The powder was filled into a 25 mm square ring-shaped groove, heated in an electric furnace at 420° C. for 160 minutes in hydrogen, and then cooled to obtain 100 pieces of square ring-shaped brazing filler metal. Note that the product yield was 95% based on the weight of the input powder.

On the other hand, as conventional example 1, Ag45%Cu3 was melted and cast.
An ingot of 0% In and 25% was made and an attempt was made to cold-roll it, but there were many cracks and it could not be processed.

Furthermore, hot working was attempted, but rolling was hardly possible, and the yield of the final product after pressing was extremely low at 10% of the ingot weight. Also, conventional example 2
As a result, an ingot of 1n27% Au was made by melting and casting and cold rolling was attempted, but it cracked and could not be processed. Although hot working was also attempted, rolling was hardly possible, and the yield of the final product after pressing was extremely low at 7% based on the weight of the ingot.

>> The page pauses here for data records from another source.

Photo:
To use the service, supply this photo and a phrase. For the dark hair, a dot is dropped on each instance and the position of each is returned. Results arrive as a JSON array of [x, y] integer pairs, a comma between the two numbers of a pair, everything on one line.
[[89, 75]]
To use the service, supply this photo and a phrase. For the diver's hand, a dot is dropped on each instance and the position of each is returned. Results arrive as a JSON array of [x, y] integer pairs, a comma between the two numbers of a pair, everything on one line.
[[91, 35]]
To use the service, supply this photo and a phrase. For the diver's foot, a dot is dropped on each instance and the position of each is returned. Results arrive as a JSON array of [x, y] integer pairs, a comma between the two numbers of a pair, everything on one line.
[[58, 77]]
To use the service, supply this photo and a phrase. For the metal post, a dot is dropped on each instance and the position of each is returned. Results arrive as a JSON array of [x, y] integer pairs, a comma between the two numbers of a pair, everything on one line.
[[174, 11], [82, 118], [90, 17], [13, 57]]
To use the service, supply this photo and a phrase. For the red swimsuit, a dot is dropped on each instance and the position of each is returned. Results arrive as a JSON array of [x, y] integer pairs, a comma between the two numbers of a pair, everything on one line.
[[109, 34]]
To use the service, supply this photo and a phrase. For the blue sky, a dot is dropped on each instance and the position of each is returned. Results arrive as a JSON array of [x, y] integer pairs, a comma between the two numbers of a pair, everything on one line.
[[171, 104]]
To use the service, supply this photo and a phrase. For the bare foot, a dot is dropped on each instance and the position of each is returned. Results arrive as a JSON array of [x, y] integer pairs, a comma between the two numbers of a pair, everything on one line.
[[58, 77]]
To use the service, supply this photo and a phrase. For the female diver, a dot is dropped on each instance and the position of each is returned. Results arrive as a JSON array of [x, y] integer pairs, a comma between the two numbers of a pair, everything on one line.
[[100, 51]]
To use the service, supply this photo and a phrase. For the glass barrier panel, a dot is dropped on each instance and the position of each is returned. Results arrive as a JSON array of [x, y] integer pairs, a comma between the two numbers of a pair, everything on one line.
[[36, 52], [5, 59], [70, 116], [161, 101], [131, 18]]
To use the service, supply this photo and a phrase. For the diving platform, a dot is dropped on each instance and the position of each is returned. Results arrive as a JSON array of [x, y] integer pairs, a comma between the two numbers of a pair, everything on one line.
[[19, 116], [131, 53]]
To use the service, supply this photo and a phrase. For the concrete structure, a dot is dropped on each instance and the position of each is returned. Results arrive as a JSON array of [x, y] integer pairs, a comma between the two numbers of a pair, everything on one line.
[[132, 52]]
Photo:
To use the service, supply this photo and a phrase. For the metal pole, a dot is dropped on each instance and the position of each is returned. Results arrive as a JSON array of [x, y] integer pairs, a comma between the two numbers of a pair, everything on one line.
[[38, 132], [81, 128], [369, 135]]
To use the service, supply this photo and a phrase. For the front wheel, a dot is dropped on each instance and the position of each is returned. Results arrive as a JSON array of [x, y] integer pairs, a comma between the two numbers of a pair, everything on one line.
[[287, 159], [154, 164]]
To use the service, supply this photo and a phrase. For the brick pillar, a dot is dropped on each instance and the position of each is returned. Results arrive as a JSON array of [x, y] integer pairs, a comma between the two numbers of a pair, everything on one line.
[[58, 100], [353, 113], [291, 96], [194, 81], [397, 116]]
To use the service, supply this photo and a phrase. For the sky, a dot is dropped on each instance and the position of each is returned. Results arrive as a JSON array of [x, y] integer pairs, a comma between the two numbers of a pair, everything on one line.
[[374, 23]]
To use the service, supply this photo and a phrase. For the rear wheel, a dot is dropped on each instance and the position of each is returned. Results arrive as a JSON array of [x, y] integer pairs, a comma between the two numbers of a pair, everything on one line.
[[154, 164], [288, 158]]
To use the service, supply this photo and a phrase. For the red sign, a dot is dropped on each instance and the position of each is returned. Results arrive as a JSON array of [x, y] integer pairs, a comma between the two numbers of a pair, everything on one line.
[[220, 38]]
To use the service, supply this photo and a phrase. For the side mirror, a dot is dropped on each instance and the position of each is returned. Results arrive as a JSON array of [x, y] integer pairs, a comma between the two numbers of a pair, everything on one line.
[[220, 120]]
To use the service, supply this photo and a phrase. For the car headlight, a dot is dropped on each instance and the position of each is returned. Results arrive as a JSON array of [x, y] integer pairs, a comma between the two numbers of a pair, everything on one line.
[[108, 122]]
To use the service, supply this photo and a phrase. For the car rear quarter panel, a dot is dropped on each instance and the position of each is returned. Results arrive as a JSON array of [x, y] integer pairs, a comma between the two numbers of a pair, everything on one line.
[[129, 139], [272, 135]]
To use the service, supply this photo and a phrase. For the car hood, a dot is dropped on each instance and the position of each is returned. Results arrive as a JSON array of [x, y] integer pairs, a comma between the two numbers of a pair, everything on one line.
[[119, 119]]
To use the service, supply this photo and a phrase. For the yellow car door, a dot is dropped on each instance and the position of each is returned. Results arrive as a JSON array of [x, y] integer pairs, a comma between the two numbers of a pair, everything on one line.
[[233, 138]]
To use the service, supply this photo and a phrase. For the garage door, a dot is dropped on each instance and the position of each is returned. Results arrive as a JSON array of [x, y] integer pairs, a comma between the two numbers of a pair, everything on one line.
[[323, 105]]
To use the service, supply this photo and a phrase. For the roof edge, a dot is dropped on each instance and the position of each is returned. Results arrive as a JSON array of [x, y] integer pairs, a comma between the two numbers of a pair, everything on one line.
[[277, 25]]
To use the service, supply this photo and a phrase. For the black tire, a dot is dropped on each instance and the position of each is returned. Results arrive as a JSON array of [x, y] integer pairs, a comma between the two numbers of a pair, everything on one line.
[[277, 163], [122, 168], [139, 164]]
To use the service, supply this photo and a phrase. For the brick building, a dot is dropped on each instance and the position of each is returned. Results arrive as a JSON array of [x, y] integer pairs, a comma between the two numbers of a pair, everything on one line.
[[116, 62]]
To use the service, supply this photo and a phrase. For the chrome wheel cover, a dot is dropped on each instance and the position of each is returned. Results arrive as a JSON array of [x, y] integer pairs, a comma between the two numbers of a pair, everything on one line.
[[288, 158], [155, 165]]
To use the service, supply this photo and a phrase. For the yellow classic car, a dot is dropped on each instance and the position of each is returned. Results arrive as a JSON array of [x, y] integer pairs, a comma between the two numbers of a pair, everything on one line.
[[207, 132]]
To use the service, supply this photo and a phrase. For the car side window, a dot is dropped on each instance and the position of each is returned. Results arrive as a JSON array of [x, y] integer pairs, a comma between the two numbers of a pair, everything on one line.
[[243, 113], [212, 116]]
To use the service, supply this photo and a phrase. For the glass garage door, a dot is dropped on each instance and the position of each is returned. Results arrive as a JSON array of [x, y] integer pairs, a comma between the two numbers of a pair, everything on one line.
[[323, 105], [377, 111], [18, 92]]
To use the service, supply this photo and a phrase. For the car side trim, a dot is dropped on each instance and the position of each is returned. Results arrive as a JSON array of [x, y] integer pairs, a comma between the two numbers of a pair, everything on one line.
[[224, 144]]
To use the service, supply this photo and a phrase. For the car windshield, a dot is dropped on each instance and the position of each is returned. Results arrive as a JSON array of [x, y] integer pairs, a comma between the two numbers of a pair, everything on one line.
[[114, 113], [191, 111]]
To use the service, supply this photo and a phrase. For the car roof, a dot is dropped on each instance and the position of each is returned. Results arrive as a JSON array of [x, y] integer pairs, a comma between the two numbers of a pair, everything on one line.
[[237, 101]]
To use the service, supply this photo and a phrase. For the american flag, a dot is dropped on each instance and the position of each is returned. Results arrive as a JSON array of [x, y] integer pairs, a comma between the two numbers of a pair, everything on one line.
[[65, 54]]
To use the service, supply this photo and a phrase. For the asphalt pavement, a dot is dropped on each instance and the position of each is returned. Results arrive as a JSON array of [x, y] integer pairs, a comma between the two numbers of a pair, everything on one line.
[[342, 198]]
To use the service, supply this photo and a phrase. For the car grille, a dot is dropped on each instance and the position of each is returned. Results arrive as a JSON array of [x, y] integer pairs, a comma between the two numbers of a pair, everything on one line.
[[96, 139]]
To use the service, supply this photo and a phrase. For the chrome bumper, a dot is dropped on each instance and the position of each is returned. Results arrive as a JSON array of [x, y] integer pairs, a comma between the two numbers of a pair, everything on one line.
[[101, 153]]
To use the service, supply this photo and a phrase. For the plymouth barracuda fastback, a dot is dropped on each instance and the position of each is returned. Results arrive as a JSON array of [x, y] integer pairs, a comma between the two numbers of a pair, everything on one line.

(Effects of the Invention) As described above, according to the method for manufacturing a soldering material of the present invention, metal powder particles with a particle size of 20 to 150 μm are filled into a mold and heated below the melting point, which improves the workability of the alloy material. Regardless, it has an excellent effect in that square and round plate rings can be easily produced with good yield.

Claims (1)

[Claims] 1) Metal powder particles with a particle size of 20 to 150 μm are filled into a mold with square or round ring-shaped grooves so that they are flush with the mold surface, and then heated at a temperature below the melting point. A method for producing brazing filler metal.